Delivery by drone: will it work?

MIT has two computational tricks to help
August 22, 2014 | Source: New algorithms do optimized routing and let drones monitor their own health during long package-delivery missions

(Credit: Christine Daniloff/MIT – photograph of quadrotor courtesy of the researchers)

MIT researchers have devised computational solutions to reduce the chances that Amazon’s planned delivery drones will crash and burn — along with your stuff.

It’s complicated. Drones have to deal with iffy factors like high winds, low fuel/power level, component failures, and even possible shooters in some locations.

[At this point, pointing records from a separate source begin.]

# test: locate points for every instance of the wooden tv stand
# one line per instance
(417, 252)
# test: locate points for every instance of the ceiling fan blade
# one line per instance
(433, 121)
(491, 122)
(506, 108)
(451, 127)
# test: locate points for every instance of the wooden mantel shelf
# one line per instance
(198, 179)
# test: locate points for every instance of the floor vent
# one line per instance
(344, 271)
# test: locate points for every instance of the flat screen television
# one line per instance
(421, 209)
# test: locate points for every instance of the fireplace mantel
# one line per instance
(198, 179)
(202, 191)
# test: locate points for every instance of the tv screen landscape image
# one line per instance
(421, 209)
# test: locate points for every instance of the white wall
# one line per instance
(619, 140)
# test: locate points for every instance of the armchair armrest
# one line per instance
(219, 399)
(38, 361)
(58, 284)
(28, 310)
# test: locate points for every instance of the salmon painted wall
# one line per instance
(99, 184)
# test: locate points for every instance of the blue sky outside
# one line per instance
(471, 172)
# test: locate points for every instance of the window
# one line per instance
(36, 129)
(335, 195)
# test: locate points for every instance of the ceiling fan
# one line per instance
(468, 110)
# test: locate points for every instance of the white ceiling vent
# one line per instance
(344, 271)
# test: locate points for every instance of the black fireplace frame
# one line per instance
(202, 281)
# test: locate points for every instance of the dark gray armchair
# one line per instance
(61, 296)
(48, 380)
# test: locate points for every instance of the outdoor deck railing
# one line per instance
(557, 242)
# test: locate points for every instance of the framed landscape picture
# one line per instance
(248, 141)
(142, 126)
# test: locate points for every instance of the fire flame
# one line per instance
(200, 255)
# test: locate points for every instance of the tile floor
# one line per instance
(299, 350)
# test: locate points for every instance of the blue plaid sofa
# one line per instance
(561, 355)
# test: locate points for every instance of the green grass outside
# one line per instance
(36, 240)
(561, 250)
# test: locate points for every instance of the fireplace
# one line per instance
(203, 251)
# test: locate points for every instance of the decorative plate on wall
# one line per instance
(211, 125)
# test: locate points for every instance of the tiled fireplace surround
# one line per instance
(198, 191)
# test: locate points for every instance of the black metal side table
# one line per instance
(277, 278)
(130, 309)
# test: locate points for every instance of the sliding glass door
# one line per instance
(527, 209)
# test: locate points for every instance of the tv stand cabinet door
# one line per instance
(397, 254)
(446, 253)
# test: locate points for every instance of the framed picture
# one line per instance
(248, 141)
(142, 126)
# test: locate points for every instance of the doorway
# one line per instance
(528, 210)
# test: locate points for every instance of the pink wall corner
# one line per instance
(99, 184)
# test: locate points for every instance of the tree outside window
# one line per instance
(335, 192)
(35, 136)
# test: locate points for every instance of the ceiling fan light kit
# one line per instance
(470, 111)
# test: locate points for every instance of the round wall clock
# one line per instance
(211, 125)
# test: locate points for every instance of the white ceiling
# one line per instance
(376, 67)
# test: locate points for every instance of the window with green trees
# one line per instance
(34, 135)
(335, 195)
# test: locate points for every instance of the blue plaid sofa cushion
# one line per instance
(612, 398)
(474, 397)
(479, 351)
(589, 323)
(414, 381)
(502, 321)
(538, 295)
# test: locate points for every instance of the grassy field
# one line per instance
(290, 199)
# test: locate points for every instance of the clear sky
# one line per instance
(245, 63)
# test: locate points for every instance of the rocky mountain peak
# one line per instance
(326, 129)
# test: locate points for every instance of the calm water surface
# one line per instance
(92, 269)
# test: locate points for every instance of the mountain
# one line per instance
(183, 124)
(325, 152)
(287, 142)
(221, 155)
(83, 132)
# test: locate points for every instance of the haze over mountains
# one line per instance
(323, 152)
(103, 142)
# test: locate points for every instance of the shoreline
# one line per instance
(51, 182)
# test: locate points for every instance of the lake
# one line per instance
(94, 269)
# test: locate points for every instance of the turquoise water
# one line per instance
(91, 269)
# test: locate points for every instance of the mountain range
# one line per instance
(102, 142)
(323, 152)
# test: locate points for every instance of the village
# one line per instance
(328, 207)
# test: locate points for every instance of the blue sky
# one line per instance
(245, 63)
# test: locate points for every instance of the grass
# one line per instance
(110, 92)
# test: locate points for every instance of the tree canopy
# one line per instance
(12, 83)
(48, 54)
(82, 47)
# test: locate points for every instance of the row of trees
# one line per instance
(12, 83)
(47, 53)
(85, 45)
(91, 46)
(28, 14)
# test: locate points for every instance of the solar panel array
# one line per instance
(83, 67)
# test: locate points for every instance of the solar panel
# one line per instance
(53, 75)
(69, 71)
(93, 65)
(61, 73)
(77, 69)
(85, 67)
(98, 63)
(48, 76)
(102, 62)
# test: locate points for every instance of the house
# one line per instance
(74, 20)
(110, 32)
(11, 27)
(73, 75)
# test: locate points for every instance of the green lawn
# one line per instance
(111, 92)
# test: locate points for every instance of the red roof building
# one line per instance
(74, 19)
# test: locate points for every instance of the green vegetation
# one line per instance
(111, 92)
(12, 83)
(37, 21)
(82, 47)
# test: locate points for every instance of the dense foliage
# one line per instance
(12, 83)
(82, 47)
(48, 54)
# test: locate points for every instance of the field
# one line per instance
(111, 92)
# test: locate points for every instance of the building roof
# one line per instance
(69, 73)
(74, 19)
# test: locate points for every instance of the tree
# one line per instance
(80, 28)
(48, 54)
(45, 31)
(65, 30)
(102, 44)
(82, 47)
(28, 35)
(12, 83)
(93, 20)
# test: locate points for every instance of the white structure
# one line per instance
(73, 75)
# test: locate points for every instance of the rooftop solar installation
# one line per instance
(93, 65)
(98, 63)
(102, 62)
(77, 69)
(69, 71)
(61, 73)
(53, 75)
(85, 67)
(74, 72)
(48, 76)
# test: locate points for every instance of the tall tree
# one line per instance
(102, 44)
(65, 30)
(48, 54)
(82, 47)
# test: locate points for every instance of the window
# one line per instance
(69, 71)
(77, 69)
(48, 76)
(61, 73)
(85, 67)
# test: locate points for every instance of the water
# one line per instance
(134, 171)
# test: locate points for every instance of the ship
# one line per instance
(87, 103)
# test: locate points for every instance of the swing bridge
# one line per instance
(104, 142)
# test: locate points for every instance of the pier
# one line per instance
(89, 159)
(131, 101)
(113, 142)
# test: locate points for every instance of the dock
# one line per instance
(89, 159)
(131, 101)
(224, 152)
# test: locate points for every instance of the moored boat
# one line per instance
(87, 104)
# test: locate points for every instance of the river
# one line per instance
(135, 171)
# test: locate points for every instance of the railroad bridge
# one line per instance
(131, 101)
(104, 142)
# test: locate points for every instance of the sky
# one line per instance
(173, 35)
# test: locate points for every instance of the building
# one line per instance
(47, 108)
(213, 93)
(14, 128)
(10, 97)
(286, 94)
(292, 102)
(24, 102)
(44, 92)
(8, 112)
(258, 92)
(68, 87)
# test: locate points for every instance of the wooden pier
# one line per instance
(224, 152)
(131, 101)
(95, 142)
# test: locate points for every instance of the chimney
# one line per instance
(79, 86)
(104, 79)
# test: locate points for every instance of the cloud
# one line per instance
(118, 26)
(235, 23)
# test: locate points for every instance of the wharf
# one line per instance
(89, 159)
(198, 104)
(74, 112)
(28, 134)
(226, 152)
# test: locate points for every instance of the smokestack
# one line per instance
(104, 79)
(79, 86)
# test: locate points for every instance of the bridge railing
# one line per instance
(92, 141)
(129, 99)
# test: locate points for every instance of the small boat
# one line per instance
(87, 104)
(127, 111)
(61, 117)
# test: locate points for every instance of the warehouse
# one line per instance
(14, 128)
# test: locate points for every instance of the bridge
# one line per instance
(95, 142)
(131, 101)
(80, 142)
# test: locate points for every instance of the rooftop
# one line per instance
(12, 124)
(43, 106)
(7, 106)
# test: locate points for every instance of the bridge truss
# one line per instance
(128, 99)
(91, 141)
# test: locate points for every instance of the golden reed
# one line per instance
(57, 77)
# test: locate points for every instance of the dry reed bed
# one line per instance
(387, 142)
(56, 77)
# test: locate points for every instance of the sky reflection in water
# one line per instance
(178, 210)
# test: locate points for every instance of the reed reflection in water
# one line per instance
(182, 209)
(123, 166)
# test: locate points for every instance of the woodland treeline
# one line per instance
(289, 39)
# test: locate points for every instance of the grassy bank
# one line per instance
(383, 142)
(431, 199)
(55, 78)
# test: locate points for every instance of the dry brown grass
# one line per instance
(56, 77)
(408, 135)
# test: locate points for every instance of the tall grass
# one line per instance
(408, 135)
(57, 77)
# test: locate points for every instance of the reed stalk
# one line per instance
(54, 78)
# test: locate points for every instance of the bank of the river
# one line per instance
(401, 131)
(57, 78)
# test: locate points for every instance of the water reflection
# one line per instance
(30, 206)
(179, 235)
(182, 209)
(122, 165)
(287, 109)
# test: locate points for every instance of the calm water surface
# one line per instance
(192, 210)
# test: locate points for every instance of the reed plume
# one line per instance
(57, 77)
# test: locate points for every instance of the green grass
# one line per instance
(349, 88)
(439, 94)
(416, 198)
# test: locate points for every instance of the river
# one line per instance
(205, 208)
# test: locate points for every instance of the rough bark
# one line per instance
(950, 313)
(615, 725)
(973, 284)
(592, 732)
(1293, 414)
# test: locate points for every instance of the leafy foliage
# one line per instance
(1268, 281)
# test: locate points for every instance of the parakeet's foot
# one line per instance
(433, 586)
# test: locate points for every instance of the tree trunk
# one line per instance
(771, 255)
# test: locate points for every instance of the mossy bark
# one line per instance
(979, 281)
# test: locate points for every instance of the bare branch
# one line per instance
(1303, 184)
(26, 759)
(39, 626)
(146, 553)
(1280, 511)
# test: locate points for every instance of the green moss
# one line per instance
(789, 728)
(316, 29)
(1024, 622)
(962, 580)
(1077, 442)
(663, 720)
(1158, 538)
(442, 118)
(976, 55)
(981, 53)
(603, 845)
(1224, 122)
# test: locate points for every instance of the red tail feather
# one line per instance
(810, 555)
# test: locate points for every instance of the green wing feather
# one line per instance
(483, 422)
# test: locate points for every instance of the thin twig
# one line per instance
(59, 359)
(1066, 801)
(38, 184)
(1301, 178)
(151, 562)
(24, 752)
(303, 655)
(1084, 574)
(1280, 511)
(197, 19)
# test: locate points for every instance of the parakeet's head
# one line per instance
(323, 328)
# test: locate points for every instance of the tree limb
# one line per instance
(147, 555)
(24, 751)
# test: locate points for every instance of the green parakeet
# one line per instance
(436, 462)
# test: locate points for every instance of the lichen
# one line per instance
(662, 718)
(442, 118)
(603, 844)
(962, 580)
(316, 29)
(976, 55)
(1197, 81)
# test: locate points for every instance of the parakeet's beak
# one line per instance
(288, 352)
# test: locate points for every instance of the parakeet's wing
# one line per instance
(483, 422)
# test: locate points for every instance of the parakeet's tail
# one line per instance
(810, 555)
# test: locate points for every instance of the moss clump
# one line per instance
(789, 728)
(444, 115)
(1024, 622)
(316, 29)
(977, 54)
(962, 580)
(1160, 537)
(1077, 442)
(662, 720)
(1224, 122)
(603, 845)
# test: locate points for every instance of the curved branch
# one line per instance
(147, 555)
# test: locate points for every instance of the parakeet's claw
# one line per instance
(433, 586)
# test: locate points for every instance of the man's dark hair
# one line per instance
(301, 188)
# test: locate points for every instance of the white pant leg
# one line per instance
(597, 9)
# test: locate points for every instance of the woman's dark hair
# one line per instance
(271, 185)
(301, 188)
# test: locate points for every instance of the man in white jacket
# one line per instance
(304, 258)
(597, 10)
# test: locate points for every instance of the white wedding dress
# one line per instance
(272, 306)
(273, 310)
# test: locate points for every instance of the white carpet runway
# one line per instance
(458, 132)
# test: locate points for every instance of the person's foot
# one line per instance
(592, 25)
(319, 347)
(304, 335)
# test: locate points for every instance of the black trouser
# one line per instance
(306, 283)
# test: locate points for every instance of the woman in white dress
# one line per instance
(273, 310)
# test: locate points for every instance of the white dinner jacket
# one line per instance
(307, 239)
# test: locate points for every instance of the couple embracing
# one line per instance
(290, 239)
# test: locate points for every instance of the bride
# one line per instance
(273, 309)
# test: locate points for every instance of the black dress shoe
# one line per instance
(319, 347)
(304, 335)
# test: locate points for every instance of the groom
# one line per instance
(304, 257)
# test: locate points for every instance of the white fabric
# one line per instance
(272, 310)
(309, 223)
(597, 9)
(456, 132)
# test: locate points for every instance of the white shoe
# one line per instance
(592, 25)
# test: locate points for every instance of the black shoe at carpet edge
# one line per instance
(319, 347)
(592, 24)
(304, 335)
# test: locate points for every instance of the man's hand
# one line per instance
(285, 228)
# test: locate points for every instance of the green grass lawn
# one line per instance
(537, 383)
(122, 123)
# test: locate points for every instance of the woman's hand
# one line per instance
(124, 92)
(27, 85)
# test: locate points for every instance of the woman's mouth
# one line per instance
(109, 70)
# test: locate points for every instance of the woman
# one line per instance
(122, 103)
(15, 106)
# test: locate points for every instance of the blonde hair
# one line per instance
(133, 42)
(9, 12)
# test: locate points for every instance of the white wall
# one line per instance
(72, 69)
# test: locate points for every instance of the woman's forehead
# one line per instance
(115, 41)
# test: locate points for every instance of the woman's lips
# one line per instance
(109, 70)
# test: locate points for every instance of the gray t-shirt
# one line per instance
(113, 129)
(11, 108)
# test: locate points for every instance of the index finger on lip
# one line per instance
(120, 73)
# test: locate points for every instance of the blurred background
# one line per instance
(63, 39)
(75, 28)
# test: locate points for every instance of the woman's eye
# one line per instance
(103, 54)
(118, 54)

So with Boeing support, the researchers developed two fixes.

  • An algorithm enables a drone to monitor aspects of its “health” in real time.
  • An efficient way to compute possible future locations and routes to reach a destination without colliding with obstacles, using a Markov Decision Process (MDP), a sequential decision-making framework that resembles a “tree” of possible actions.

Meanwhile, it looks like India, not the U.S. (with its restrictive aviation laws), will be Amazon’s launch pad for its ts Prime Air drone, with trials planned in Mumbai and Bangalore (cities where Amazon has warehouses) this fall, according to The Economic Times.


Abstract of IEEE/RSJ International Conference on Intelligent Robots and Systems presentation

In persistent missions, taking system’s health and capability degradation into account is an essential factor to predict and avoid failures. The state space in health-aware planning problems is often a mixture of continuous vehicle-level and discrete mission-level states. This in particular poses a challenge when the mission domain is partially observable and restricts the use of computationally expensive forward search methods. This paper presents a method that exploits a structure that exists in many health-aware planning problems and performs a two-layer planning scheme. The lower layer exploits the local linearization and Gaussian distribution assumption over vehicle-level states while the higher layer maintains a non-Gaussian distribution over discrete mission-level variables. This two-layer planning scheme allows us to limit the expensive online forward search to the mission-level states, and thus predict system’s behavior over longer horizons in the future. We demonstrate the performance of the method on a long duration package delivery mission using a quadrotor in a partially-observable domain in the presence of constraints and health/capability degradation.